Many of the articles in Wikipedia are long and comprehensive, and many entries exist in Wikipedia for which no equivalent entry may be found in any other encyclopedia. As a result, it can be quite tempting to use the information found there in essays and lab reports. Those who would do so, however, are advised to use caution. While Wikipedia is without question a valuable and informative resource, there is an important concern to take into account when using it:
Because anyone can add or change content, there is an inherent lack of reliability and stability to Wikipedia. Authors of articles may not necessarily be experts on the topics they write about, leaving a lot of room for errors, misinformation, and bias.

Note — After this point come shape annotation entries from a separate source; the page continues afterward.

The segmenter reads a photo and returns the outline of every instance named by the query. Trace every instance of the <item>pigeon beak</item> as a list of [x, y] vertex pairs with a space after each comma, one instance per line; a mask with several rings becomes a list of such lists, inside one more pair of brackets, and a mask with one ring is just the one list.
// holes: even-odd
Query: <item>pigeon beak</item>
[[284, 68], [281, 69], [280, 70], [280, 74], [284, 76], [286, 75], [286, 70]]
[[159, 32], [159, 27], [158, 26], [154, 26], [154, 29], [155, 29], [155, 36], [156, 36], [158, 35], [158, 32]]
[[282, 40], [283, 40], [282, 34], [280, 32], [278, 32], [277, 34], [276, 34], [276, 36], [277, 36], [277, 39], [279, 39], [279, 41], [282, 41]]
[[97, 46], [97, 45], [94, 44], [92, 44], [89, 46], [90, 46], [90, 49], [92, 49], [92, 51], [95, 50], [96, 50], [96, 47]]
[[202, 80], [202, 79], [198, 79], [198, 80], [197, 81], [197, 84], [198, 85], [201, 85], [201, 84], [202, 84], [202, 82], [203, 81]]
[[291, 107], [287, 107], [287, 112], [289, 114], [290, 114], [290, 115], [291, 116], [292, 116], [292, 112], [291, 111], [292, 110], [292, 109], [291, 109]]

In 2006, the founder of Wikipedia, Jimmy Wales, stressed that Wikipedia may not be suitable for academic uses, saying, "It is pretty good, but you have to be careful with it. It's good enough knowledge, depending on what your purpose is."
While it is important to be aware of the limitations of Wikipedia, there are some advantages as well. It is easy to access online for free. Articles are often added quickly and, as a result, coverage of current events and new technology in particular is quite extensive. Printed encyclopedias can take years to add new entries and those entries may not cover a topic in as exhaustive detail as those in Wikipedia.
Whenever you do research it is important to think about the type and quality of resource required for your current assignment. Use the CRAAP Test to help you evaluate online information, including Wikipedia content. If you're still unsure, talk to your professor or a librarian.
You may decide that the best use of Wikipedia might be as a starting point at which to gain contextual information about a topic before moving on to more detailed or more reliable information sources.
As with any source of information, in print or on the web, you may also want to explore and evaluate additional equivalent resources simply to be sure that your facts are correct.